Reminding himself of everything he had learned in their previous session at the clinic, Dusty rephrased the question as a statement:
“Skeet, you will obey all instructions that I give you. Confirm or deny that this is true.”
“I confirm.”
“I am Dr. Yen Lo, Skeet.”
“Yes.”
“And I am the clear cascades.”
“Yes.”
“In the past, I have given you many instructions.”
“The blue pine needles,” Skeet said.
“That’s right. Now, Skeet, in a little while, I am going to snap my fingers. When that happens, you will fall into a restful sleep. Confirm or deny that you understand me so far.”
“Confirm.”
“And then I will snap my fingers a second time. On that second snap of my fingers, you will wake up, will become entirely conscious, but you will also forget forever all of my previous instructions to you. My control over you will come to an end. I—Dr. Yen Lo, the clear cascades—will never again be able to access you. Skeet, tell me whether or not you understand what I’ve said.”
“I understand.”
Dusty sought Martie’s reassurance.
She nodded.
Not privy to their plan, Fig leaned forward over the table, rapt, his prune juice forgotten.

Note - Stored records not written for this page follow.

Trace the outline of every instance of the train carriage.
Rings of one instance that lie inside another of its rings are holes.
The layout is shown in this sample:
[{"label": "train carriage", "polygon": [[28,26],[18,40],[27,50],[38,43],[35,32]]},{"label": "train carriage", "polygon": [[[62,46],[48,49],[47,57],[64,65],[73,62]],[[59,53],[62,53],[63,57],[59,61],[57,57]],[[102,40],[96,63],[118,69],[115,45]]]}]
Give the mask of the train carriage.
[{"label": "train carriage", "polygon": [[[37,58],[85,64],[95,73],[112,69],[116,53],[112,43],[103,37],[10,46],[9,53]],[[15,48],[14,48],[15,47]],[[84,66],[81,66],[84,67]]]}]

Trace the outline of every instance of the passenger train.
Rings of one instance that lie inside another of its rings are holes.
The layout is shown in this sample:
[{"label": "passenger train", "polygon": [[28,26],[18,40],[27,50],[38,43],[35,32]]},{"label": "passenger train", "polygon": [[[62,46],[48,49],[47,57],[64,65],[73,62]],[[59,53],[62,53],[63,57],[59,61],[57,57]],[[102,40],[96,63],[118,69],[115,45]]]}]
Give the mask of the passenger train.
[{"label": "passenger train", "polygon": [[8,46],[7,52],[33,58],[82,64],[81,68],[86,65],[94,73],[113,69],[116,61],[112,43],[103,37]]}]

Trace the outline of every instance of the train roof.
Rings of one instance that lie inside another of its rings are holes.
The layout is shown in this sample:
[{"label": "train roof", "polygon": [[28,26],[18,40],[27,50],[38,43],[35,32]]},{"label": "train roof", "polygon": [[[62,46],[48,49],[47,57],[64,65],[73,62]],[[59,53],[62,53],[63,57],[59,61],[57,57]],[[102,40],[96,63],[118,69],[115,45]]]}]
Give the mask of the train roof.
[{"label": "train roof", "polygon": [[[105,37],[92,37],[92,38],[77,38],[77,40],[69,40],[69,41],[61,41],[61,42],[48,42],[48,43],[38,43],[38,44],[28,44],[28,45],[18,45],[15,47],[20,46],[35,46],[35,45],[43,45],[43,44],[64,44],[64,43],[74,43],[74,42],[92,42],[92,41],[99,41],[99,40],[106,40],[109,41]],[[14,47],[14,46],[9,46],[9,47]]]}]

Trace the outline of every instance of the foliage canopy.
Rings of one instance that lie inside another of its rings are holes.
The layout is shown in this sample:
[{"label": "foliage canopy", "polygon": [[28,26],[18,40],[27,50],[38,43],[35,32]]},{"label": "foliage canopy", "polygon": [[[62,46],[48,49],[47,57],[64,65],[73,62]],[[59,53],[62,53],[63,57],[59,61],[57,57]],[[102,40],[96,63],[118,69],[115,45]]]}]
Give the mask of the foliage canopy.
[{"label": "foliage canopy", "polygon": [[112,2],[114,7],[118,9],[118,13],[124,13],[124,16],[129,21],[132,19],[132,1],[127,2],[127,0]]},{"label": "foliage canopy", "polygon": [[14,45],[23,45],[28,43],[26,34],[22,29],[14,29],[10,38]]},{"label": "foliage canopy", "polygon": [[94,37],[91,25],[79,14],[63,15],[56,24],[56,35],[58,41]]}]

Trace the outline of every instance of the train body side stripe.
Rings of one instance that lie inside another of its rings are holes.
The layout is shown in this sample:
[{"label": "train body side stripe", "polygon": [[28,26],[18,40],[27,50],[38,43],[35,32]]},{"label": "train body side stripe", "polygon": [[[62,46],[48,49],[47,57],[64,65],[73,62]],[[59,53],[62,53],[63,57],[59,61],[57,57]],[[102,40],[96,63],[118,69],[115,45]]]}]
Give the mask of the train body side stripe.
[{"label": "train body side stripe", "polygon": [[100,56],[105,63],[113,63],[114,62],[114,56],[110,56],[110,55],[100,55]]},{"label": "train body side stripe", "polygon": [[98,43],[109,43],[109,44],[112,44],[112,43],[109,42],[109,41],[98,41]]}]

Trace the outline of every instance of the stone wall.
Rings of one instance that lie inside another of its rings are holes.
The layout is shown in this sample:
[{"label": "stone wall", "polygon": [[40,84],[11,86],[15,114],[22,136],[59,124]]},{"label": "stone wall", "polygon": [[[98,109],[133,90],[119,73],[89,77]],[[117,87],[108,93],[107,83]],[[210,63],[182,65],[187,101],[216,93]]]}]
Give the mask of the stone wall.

“Although you will forget all my previous instructions, Skeet, you will remember every word of what I am going to tell you now, and you will believe it, and you will act upon it for the rest of your life. Tell me whether you do or do not understand what I’ve just said.”
“I do.”
“Skeet, you will never again use illegal drugs. You will have no desire to use them. The only drugs you will use are those that may be prescribed for you by physicians in time of illness.”
“I understand.”
“Skeet, from this moment forward, you will understand that you are basically a good man, no more or less flawed than other people. The negative things your father has said about you over all these years, the judgments your mother has passed on you, the criticisms that Derek Lampton has leveled against you—none of those things will affect you, hurt you, or limit you ever again.”